Lille, France welcomes the newly opened Lucio office building, a 1465 m2 (15,769 sf) project that utilizes a double skin design that allows transparency, but still protects inhabitants from the sun.
Barbarito Bancel architects created a composition of facades, a vertical glass louver facade positioned on a concrete base. This plane plays with the fragmented reflections of its surrounding, made of brick, concrete and birch.
The project site opens to the “Cour de Bretagne”, the large entry plaza of the new EuraTechnologies economic hub and faces “Le Blan-Lafont.”
For the main facades, the project outlines the idea of a double skin that creates a transparent curtain wall while protecting from the sunrays.

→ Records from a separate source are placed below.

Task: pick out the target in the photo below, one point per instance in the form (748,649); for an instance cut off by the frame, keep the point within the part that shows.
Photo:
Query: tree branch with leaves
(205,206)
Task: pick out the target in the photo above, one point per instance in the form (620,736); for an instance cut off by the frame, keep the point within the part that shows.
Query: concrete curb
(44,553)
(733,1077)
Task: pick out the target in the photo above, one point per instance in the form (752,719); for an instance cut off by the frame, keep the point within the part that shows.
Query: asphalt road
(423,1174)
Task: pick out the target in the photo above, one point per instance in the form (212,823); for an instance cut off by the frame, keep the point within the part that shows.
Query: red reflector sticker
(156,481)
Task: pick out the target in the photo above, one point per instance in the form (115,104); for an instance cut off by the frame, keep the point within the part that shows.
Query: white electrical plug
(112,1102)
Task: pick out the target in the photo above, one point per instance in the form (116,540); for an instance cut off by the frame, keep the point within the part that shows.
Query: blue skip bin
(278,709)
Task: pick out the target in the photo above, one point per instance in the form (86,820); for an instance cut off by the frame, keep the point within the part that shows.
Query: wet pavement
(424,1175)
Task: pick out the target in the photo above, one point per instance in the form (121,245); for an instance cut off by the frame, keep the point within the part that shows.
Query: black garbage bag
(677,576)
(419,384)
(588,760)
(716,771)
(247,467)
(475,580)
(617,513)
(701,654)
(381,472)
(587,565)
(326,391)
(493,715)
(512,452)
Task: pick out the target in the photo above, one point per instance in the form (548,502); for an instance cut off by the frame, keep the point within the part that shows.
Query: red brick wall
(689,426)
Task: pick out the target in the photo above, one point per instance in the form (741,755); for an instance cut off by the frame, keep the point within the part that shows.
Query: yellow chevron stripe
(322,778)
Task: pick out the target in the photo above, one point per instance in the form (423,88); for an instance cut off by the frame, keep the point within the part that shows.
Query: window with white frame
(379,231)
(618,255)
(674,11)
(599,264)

The secondary southeast and northeast facades are composed of single walls and alternate surfaces of opaque polished aluminium and glass surfaces that follow the overall geometry of the inclined glass sunscreens by prolonging the gradual and increasing change of rhythm of the inclined panels.
The main entrance of the building opens to the “Cour de Bretagne” square, the main public space of the district. It fits into the depth of the concrete base and reveals a contemporary entrance lobby, with the use of concrete and wood.
The building core is rationally positioned to the south to protect the main workspaces from sunrays. The internal layout of the building comprising of lightened concrete slabs combined with a cooling-ventilation-heating system, built into the floor complex, which makes it possible to create a fully modular platform at each level, free of columns and networks, enables the creation of a fully modular platform at each level that is free of columns and network cables.